Маленький! Ты не расстраивайся ― я очень хладнокровно отнеслась к событиям. В Профиздате все возможно, а я теперь, прочитав Зощенко «Возвращенная молодость», решила не расстраиваться и ни на что не реагировать. Себе дороже стоит. Я знаю, что я не жалела для этого дела ни здоровья, ни силы, ни времени, ставила под удар мою семейную жизнь, муж грозил мне постоянно жениться вторично, т.к. из-за моих вечных разъездов забыл, что у него есть жена ― и вот результат. Люди начинают просыпаться тогда, когда работа кончена и сделана по их же собственному совету. Нет! К черту! Никаких истерик. Сейчас срочно свертываю свои дела и надеюсь, что ты потерпишь еще дня три-четыре, потом будем мы с тобой в нашей новой светлой и чистой комнатке праздновать медовый месяц. Солнышко! Жди телеграмму ― когда встречать. Детка, как наша дочка, как она питается, есть ли у них масло, яйца, покупаете ли мясо? Маленький, лучше себе в чем-то отказать, чем дочке. Надеюсь, ты понимаешь это, мое ясное, чудное Солнышко. Целую тебя, страшно моя любимая любовь...
Дорогая Лапка! Как тебе не стыдно упрекать меня в том, что я будто бы нарочно не пишу тебе, не пишу из желания испортить тебе отдых.
Мне кажется, что ты виновна в том, что письма, которые я писал, не дошли к тебе, так как только в последней открытке ты сообщила, очевидно, правильный адрес.
Я писал и в «Новый Афон» и какие-то Псхирцы или Пцырцхи без названия санатория и без номера, так как не знал его.
Надеюсь, теперь ты будешь получать письма аккуратно.
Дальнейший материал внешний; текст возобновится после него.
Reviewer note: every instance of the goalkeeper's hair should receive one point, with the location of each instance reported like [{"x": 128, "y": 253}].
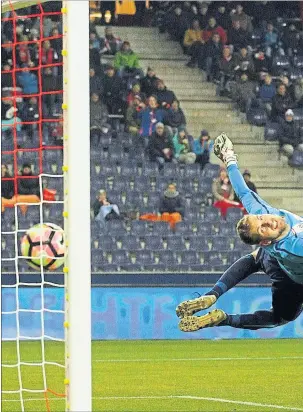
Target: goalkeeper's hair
[{"x": 244, "y": 231}]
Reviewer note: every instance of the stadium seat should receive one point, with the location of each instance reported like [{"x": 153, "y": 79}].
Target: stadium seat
[
  {"x": 199, "y": 243},
  {"x": 175, "y": 243},
  {"x": 271, "y": 131},
  {"x": 211, "y": 214},
  {"x": 165, "y": 257},
  {"x": 189, "y": 257},
  {"x": 211, "y": 171},
  {"x": 161, "y": 229},
  {"x": 139, "y": 228},
  {"x": 153, "y": 242},
  {"x": 296, "y": 160},
  {"x": 257, "y": 116},
  {"x": 129, "y": 242},
  {"x": 298, "y": 62},
  {"x": 280, "y": 65},
  {"x": 119, "y": 257},
  {"x": 170, "y": 170},
  {"x": 144, "y": 257},
  {"x": 233, "y": 215},
  {"x": 220, "y": 244},
  {"x": 192, "y": 171},
  {"x": 184, "y": 228}
]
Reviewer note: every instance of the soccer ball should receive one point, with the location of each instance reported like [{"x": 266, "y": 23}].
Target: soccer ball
[{"x": 49, "y": 254}]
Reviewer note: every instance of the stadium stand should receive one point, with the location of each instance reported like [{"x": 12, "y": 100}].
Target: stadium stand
[{"x": 120, "y": 163}]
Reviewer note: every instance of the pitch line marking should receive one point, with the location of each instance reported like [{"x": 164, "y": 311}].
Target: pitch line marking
[
  {"x": 195, "y": 359},
  {"x": 188, "y": 397},
  {"x": 184, "y": 359}
]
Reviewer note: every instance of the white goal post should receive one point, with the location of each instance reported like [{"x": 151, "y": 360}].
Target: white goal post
[
  {"x": 77, "y": 182},
  {"x": 76, "y": 170}
]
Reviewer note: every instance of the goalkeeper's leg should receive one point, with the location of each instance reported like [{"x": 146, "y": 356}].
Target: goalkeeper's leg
[{"x": 240, "y": 270}]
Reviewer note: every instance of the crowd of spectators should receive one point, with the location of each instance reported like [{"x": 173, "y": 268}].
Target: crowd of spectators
[{"x": 253, "y": 51}]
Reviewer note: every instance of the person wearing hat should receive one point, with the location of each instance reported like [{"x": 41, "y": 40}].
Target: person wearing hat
[
  {"x": 182, "y": 147},
  {"x": 160, "y": 147},
  {"x": 148, "y": 83},
  {"x": 126, "y": 60},
  {"x": 112, "y": 90},
  {"x": 132, "y": 119},
  {"x": 104, "y": 210},
  {"x": 26, "y": 184},
  {"x": 202, "y": 148},
  {"x": 290, "y": 137},
  {"x": 281, "y": 102},
  {"x": 171, "y": 202}
]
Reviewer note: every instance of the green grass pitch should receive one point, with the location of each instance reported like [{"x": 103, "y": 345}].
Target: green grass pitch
[{"x": 171, "y": 376}]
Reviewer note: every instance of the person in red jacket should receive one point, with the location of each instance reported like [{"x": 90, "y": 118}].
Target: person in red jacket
[{"x": 212, "y": 28}]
У нас все благополучно. Дети здоровы. Может быть, ты мои предыдущие письма не получила, и на всякий случай сообщаю ― Сонечка ходит в немецкую группу, Эдьке купили кроватку и заветный стульчик.
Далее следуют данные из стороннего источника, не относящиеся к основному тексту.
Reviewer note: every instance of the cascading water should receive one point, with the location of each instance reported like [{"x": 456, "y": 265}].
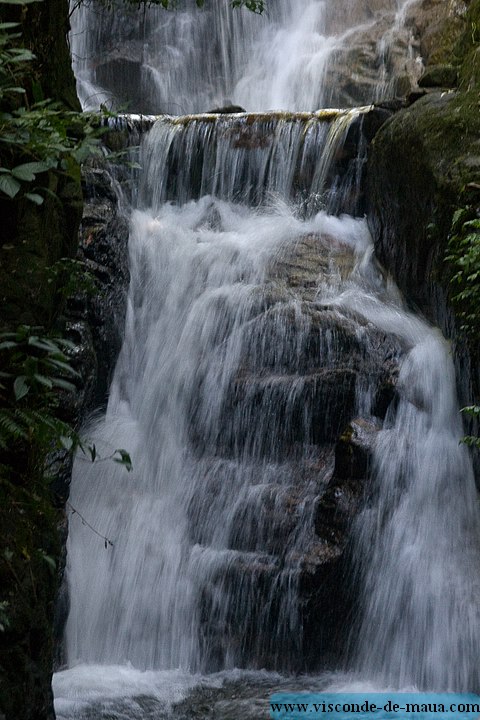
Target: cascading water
[
  {"x": 298, "y": 56},
  {"x": 258, "y": 327}
]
Ты пишешь, что денег тебе, возможно, не хватит ― это очень плохо, так как я уже здесь сильно задолжал: были расходы, которых мы с тобой не учли. Если действительно денег тебе не хватит, то ты меня заранее уведоми ― я пришлю. Очень скучаем, считаю дни ― когда приедешь. С кем это, позвольте у Вас спросить, Вы там так много ходите? Шучу. Худеть не обязательно, тебе не идет.
Пиши чаще. Крепко, крепко целую. Привет Соне.
Послесловие внука
Когда случались эти минуты, глаза бабушки загорались, голос обретал силу, а зрители ― на кухне или в гостиной за огромным столом на Песчаной ― невольно отодвигались подальше, давая свободу полным, в детских перевязочках, рукам ― бабушка всегда была человеком широкого жеста. Свои истории ― с зачином, кульминацией, развязкой ― она разыгрывала в лицах, то по-«мхатовски» держа паузу, то форсируя голос до драматического форте. После выступления, насладившись успехом, вдруг, задернув в глазах занавески, замыкалась. Быть может, оставалась в тех далеких, трудных и счастливых временах, которые так мастерски умела превратить в анекдот, а может, сожалела, что снова «паясничала» перед детьми и внуками ― «публикой», которой, как ей казалось в иные минуты, до ее жизни не было никакого дела.
Однако «публика» требовала, чтобы эта «никому не нужная жизнь» легла на бумагу. Тем более что писать бабушка умела ― все-таки десятки лет работы редактором и сценаристом.
Когда начала ― неизвестно. Возможно, некоторые главы, например, история первого замужества, были написаны еще в пятидесятых ― уж больно пожелтелой оказалась бумага. Но в конце 83- го бабушка вышла из «подполья» и завелась на полную катушку: нашла прием, радостно сообщила она.